The magnificent Guildhall building, in the very centre of town, is purportedly the oldest municipal building still in use in the country and has been the centre of Exeter’s civic life for more than 800 years. A structure of outstanding architectural interest, it’s been a Grade I listed building since 1953 and is also a scheduled ancient monument, highlighting its national importance.
Getting its name from Henry Gandy, Mayor of Exeter in 1661 and 1672, Gandy Street might just be the inspiration for Diagon Alley from the Harry Potter books with its cobbled streets, independent shops, bars, and restaurants.
Originally opened in the 1950s to replace buildings severely damaged in World War 2, one of which can still be seen in situ today, Princesshay was subsequently rebuilt in a £225 million city centre redevelopment, which completed in 2007. Home to dozens of shops, bars, and restaurants, it combines big high street names with specialist and independent shops to create a cosmopolitan café culture.

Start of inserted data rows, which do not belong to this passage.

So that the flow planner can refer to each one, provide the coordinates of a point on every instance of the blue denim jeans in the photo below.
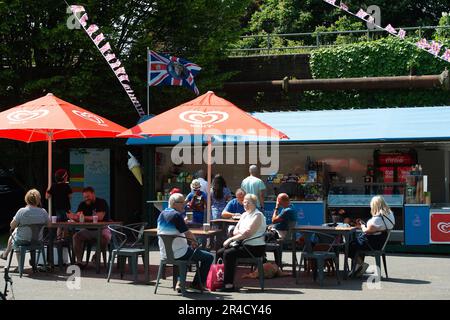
(204, 257)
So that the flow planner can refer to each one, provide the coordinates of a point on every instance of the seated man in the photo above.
(89, 207)
(235, 206)
(285, 218)
(171, 222)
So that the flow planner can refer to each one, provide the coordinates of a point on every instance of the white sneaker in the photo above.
(363, 270)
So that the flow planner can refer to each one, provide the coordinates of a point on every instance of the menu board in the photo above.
(89, 167)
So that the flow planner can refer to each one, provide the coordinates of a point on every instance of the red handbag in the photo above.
(215, 277)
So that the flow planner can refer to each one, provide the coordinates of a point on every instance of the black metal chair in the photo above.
(126, 243)
(36, 244)
(319, 256)
(181, 264)
(378, 254)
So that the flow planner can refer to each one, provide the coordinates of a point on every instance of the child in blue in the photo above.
(197, 202)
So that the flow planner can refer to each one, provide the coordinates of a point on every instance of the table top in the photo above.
(196, 232)
(83, 224)
(225, 220)
(323, 228)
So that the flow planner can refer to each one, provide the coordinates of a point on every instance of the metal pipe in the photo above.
(373, 83)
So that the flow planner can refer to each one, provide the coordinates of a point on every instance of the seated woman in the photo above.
(373, 234)
(31, 214)
(251, 225)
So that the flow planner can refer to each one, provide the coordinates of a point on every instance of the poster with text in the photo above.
(89, 167)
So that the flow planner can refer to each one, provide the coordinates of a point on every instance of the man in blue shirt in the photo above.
(283, 215)
(171, 222)
(234, 207)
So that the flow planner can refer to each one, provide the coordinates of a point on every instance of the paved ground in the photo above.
(412, 277)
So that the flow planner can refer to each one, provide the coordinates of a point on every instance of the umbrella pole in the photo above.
(49, 184)
(208, 211)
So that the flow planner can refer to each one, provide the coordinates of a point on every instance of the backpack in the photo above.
(197, 203)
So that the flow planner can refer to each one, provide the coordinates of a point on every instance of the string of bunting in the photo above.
(105, 48)
(433, 48)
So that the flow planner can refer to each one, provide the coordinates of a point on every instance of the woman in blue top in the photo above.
(220, 195)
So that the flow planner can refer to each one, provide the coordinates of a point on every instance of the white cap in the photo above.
(132, 161)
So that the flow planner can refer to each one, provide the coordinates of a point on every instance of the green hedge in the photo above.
(385, 57)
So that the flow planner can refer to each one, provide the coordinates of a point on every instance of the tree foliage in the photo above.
(39, 53)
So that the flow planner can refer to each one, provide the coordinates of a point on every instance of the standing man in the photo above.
(200, 176)
(91, 205)
(284, 216)
(235, 207)
(253, 185)
(171, 222)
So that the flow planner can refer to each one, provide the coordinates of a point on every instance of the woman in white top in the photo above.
(251, 225)
(373, 233)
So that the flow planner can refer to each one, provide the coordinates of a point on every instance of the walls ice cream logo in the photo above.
(23, 116)
(90, 117)
(203, 119)
(444, 227)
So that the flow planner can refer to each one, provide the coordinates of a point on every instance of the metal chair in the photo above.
(252, 260)
(378, 254)
(126, 243)
(36, 244)
(181, 264)
(319, 256)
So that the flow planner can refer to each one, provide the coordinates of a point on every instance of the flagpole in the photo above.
(148, 86)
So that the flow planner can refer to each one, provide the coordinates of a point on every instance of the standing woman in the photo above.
(373, 234)
(31, 214)
(220, 195)
(251, 225)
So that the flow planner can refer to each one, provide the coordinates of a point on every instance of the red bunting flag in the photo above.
(435, 48)
(446, 55)
(402, 34)
(390, 29)
(343, 6)
(423, 44)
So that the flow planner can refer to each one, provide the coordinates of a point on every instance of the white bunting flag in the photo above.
(390, 29)
(110, 57)
(105, 48)
(83, 20)
(361, 14)
(343, 6)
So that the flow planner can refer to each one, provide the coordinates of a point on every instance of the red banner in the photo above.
(440, 227)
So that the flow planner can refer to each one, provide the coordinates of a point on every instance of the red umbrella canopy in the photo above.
(50, 116)
(208, 114)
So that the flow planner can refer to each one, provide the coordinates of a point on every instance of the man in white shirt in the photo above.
(253, 185)
(200, 176)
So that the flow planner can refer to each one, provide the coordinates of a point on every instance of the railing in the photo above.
(266, 44)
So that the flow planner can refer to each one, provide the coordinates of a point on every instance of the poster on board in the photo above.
(89, 167)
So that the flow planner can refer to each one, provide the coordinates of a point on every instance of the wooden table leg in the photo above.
(346, 249)
(146, 257)
(98, 251)
(294, 256)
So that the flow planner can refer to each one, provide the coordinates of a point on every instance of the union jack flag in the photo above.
(171, 71)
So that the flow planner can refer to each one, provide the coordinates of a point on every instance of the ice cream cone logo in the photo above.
(22, 116)
(444, 227)
(135, 168)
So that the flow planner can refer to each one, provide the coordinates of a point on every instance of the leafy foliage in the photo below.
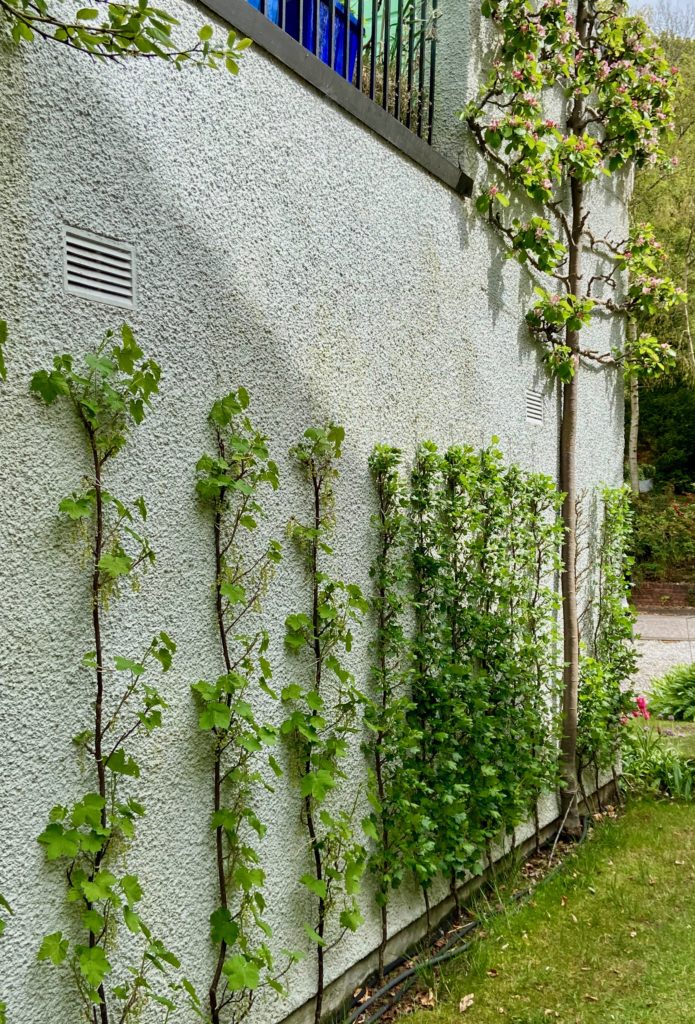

One of the most attractive areas of the city, Exeter’s historic quayside is popular with locals, students and visitors alike. A 10 minute walk from the city centre, it has a fascinating history, beautiful architecture, lively pubs and restaurants, and a cluster of antique shops. A multitude of events happen on the River Exe throughout the summer, including dragon boat racing, open air concerts, markets, street food, charity events and art exhibitions. The Quay is also a launchpad for accessing National Cycle Route 2, which stretches down both sides of the Exe estuary, to Exmouth on the east and Dawlish on the west.

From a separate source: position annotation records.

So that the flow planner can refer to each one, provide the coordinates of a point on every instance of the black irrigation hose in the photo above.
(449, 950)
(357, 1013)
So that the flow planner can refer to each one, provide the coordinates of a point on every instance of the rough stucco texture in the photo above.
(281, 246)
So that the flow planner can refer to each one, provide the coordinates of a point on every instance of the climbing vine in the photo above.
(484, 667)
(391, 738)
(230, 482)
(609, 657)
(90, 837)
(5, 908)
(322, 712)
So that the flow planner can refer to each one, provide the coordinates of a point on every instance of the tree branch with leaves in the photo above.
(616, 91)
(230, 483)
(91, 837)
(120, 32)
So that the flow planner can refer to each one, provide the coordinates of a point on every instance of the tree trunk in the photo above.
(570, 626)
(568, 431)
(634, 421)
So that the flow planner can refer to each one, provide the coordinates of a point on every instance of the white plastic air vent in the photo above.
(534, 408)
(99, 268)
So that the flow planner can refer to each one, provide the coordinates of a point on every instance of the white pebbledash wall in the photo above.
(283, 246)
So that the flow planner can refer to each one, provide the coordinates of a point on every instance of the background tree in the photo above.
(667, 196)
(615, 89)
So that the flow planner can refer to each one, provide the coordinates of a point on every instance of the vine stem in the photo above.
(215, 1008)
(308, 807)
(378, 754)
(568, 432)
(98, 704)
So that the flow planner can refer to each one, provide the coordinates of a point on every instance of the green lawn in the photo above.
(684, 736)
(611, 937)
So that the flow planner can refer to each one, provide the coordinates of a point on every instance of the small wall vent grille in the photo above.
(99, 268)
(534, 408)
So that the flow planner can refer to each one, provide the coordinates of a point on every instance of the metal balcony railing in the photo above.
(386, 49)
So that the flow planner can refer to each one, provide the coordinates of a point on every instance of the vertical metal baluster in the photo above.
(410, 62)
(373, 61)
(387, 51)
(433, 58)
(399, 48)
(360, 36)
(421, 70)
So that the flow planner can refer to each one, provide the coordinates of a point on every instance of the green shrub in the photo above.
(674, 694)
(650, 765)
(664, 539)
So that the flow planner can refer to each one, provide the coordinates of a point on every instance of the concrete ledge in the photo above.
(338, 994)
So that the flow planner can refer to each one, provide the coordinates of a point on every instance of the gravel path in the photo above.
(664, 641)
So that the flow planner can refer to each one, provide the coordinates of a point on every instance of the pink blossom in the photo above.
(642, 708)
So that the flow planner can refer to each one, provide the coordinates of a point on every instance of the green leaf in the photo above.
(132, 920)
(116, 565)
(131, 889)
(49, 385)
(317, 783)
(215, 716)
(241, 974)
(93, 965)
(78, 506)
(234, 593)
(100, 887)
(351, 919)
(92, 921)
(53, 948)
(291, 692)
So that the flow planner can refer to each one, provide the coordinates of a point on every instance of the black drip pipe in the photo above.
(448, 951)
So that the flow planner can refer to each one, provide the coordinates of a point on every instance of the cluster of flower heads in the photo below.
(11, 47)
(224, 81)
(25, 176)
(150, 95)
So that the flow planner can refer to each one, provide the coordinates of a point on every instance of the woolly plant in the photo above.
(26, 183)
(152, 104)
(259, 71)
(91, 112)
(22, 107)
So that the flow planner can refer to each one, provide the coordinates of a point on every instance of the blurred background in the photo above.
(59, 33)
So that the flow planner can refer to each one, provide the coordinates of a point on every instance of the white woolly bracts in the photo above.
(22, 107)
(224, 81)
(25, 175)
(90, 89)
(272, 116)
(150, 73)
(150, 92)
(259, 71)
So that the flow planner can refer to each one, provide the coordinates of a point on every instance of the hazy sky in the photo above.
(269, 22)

The Exeter Ship Canal was built in the 1560s, making it one of the oldest artificial waterways in the UK. Today you can hire canoes and kayaks from the Quay (with safety equipment and tuition provided, of course) and explore the canal for fun. Many people row along the canal to The Double Locks and Turf Locks Inn, two great, student friendly pubs. You can also take boat trips along the River Exe and Ship Canal with Exeter Cruises. Cruises normally take place at weekends between Easter and October, and daily in July and August, and you can choose the 45 minute round trip, or stop for a bite to eat before catching a later boat back.

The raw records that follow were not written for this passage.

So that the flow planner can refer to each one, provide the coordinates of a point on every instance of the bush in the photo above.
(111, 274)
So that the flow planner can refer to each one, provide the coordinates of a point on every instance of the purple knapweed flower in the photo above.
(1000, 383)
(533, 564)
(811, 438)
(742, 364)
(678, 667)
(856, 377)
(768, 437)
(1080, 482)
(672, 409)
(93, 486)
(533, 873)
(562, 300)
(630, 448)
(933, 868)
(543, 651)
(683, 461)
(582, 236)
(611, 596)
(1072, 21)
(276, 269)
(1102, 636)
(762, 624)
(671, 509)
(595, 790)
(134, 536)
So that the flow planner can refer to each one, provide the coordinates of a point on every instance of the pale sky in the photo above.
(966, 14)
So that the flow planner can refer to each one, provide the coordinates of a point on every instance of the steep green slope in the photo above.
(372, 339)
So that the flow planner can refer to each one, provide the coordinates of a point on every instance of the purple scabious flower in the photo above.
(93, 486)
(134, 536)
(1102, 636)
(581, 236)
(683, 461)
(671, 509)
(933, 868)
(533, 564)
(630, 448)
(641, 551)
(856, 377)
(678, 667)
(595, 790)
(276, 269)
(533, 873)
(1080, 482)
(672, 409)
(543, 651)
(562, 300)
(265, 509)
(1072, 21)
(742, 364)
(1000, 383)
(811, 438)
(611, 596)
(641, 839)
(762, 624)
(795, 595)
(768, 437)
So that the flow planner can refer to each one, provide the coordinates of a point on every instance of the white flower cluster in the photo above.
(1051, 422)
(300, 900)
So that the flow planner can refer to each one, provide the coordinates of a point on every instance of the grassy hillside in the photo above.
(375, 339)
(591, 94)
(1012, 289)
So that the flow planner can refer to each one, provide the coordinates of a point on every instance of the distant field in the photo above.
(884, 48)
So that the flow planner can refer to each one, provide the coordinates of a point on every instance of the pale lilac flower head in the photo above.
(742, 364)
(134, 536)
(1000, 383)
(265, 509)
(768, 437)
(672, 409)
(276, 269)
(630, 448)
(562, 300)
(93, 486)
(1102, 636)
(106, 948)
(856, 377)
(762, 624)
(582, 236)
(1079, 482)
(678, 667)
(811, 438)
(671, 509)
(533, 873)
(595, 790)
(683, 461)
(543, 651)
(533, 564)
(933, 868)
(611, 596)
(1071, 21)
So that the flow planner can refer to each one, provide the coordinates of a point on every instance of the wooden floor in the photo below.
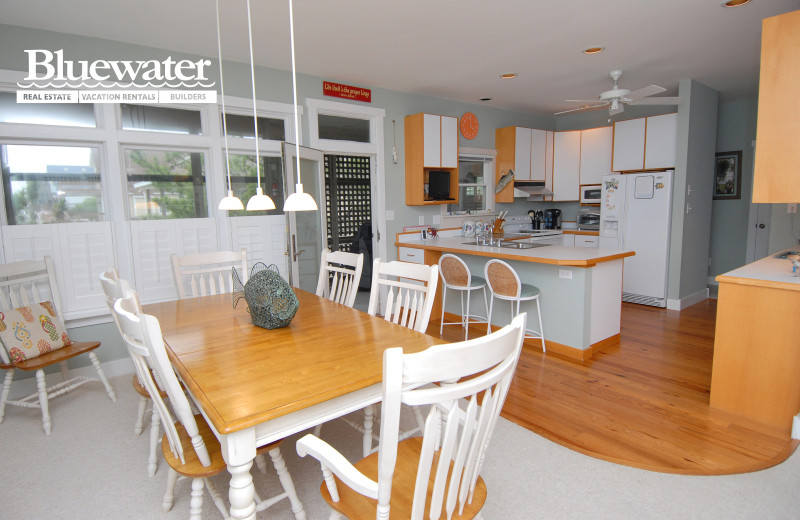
(643, 402)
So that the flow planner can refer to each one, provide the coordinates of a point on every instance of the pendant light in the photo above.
(259, 201)
(299, 200)
(231, 202)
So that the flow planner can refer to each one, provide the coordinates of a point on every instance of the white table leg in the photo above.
(239, 450)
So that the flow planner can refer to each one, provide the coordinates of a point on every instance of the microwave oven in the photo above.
(590, 194)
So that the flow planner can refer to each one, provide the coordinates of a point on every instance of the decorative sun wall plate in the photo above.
(469, 125)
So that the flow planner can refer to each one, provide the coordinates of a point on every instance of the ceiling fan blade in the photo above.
(614, 111)
(644, 92)
(581, 108)
(657, 101)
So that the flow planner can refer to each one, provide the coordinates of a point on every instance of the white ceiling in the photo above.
(454, 49)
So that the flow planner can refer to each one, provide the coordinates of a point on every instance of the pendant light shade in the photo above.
(299, 200)
(231, 202)
(260, 202)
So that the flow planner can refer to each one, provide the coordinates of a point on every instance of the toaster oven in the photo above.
(588, 218)
(591, 193)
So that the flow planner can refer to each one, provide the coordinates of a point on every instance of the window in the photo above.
(160, 119)
(242, 126)
(343, 128)
(165, 184)
(474, 178)
(51, 184)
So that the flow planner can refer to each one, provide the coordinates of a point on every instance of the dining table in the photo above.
(255, 386)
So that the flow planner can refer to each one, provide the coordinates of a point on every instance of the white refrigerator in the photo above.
(635, 214)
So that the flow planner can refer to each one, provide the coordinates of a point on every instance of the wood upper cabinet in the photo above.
(431, 144)
(566, 165)
(527, 151)
(645, 143)
(777, 161)
(595, 154)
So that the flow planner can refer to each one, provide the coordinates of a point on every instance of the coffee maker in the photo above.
(552, 219)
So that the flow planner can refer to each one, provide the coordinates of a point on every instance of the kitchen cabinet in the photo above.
(777, 160)
(566, 165)
(645, 143)
(431, 144)
(595, 154)
(527, 151)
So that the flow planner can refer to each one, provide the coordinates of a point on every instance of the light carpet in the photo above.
(94, 467)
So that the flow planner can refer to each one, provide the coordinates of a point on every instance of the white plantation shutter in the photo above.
(264, 238)
(80, 252)
(152, 242)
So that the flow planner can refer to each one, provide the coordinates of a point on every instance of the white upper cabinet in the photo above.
(566, 165)
(440, 141)
(595, 154)
(629, 145)
(645, 143)
(661, 141)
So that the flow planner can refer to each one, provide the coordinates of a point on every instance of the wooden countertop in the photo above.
(767, 272)
(556, 255)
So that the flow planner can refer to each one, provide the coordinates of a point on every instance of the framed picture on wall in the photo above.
(728, 175)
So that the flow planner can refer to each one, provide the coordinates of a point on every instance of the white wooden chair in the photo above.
(22, 284)
(339, 276)
(438, 475)
(189, 445)
(409, 291)
(201, 274)
(114, 288)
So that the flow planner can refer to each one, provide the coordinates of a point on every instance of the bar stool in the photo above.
(504, 284)
(456, 276)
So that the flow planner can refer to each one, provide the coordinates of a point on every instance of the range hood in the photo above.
(527, 189)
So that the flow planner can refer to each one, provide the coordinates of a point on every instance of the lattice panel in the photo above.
(347, 194)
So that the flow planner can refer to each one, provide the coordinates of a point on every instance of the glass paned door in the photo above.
(307, 230)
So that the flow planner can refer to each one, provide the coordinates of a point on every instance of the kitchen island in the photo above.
(581, 288)
(756, 369)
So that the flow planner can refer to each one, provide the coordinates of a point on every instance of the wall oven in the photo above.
(590, 194)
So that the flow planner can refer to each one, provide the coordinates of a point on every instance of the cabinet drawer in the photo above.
(586, 241)
(409, 254)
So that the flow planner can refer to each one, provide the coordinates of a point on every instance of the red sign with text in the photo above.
(346, 91)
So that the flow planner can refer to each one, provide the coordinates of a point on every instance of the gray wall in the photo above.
(692, 193)
(736, 129)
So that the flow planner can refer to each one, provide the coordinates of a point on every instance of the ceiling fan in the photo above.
(617, 97)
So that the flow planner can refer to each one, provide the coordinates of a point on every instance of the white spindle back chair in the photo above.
(410, 290)
(438, 475)
(201, 274)
(339, 275)
(191, 448)
(114, 288)
(22, 284)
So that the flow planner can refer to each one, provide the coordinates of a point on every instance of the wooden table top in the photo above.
(243, 375)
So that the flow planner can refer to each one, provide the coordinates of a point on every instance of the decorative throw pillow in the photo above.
(29, 332)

Exeter Science Park is paving the way for leading science and laboratory research, as well as boosting the regional economy. Located at the gateway to the Exeter and East Devon Growth Point area, Exeter Science Park occupies the perfect location in a grassland setting with immediate access to the motorway, trunk road networks and Exeter International Airport.
With a considerable scientific resource on the door step, including the Met Office and the University, companies located on the Park will benefit from the strong networks that have been built up regionally, nationally and internationally.
Exeter boasts more historical sights than any other town in Devon or Cornwall, legacies of an eventful existence dating from its Celtic foundation and the establishment here of the most westerly Roman outpost. After the Roman withdrawal, Exeter was refounded by Alfred the Great and by the time of the Norman Conquest had become one of the largest towns in England, profiting from its position on the banks of the River Exe. The expansion of the wool trade in the Tudor period sustained the city until the eighteenth century, since when Exeter has maintained its status as Devon’s commercial and cultural hub, despite having much of its ancient centre gutted by World War II bombing.